Depois de B Negão e Linn da Quebrada, o espectro fantasmagórico da censura rondou o Teto Preto. Logo quem? Pautado pela diversidade e liberdade, o coletivo sintetiza os tempos atuais.
No palco da quinta edição do PicniK Festival, no Memorial dos Povos Indígenas, neste fim de semana, a resposta veio da cama de synths e beats, que bateu pesado no PA, da veia jazzy dos vocais de Laura Diaz, do trabalho harmônico de Pedro Zopelar nos teclados, da performance dos músicos e do incrível dançarino.
Sobretudo, a apresentação foi marcada pelo tom político do público, já que em meio às trevas ser gay ou de esquerda se tornou subversivo. Nascida na festa Mamba Negra, o espírito de celebração pós-apocalíptica é o cenário perfeito para a cidade seca e cega pela fumaça do autoritarismo.
Os que apoiam a ditadura e a tortura não suportam a arte livre e as pessoas livres. Mulheres, trans, povos originários, ribeirinhos, favelados, quilombolas, pretos, todos estão lutando pela sobrevivência. Viver é perigoso, alertou Guimarães Rosa, para alguns é mais.
Por que as sociedades tribais tratam a nudez com naturalidade? Pela ausência de fetichização do corpo. Se você não usa roupa, tirá-la não quer dizer nada. Retrocedemos muitas casas, voltamos a discussões velhas, dos anos 1960. Quando não medievais.
O festival também teve Hermeto Pascoal, Otto, Ava Rocha, Felipe Cordeiro, Glue Trip, Dirty Coal Train, Huey, Sick, Noid, Leza, Apicultores Clandestinos e Ivan Motosserra Surf Trash.
Otto é um craque, com ele não tem jogo perdido, os shows são terapêuticos. Feitiçaria, mistério e axé. Ava, idem, é exemplo de artista autêntica, completa e ousada. Bruxos não têm medo de ir cada vez mais fundo. Felipe Cordeiro traz a renovação e os bons ares do Pará.

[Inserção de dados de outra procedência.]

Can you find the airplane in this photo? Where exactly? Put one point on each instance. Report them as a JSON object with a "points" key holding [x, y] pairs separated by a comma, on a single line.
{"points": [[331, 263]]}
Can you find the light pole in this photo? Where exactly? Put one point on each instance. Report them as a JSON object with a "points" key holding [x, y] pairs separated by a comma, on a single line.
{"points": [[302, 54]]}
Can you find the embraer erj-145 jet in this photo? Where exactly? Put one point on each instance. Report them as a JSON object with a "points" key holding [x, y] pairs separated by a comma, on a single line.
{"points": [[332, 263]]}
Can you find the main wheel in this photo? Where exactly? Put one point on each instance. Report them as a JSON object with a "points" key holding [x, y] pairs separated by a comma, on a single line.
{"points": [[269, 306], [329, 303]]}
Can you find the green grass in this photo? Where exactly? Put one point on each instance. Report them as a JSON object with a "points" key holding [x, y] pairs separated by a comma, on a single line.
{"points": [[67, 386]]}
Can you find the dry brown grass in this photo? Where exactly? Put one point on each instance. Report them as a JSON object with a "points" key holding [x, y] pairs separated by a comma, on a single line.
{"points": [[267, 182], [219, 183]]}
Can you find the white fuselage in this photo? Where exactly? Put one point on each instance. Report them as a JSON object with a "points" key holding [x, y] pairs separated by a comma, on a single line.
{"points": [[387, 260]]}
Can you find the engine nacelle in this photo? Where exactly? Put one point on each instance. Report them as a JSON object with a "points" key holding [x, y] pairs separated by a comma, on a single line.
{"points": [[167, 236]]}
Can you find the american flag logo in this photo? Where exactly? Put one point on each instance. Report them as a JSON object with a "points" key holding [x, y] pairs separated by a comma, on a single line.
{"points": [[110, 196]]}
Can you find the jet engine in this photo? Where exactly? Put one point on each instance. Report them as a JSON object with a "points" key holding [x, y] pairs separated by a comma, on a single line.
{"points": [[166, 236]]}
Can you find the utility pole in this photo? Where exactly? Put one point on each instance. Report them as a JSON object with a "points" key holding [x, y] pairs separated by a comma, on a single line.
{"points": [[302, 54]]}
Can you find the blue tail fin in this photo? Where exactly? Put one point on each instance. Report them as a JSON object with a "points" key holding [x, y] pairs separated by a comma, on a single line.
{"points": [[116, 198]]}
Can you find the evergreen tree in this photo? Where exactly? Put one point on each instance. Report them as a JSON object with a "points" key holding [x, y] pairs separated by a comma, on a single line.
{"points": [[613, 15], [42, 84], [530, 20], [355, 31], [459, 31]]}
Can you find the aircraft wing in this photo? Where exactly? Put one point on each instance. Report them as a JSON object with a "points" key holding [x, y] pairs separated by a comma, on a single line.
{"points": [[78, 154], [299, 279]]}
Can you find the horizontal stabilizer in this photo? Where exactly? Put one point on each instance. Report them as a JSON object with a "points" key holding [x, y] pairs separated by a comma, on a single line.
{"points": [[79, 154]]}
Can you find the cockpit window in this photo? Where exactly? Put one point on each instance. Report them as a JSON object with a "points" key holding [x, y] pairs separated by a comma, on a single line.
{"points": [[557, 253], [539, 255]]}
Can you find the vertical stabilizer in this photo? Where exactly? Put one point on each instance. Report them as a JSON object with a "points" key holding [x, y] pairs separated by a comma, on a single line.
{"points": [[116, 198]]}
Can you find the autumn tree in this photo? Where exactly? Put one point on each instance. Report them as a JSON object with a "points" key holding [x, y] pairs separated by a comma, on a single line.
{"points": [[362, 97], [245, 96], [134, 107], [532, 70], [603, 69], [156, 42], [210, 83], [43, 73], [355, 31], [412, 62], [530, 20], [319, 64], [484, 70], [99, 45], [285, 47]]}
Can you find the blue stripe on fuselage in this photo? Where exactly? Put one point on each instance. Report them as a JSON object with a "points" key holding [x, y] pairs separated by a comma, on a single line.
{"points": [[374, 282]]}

Viagens astrais podem ser cartografadas pela música de Hermeto. Mestre dos magos da música brasileira, ele é o brilho de uma luz eterna. De shows assim, você sai mexido e melhor. Arte é transformação.
Por isso, coube ao Teto Preto o ponto alto desta edição, com a libertação dos corpos por meio da dança, ato notoriamente político. Levantou ainda a questão: por que machos conservadores querem controlar o corpo do outro? O que eles têm a ver com os pelos e os peitos das feministas?
Perguntas respondidas metaforicamente pela resistente flora do Cerrado. Parafraseando Ernesto “Che” Guevara de la Serna (1928-1967), eles podem matar uma, duas ou três rosas, mas jamais conseguirão deter o desabrochar da primavera e dos ipês.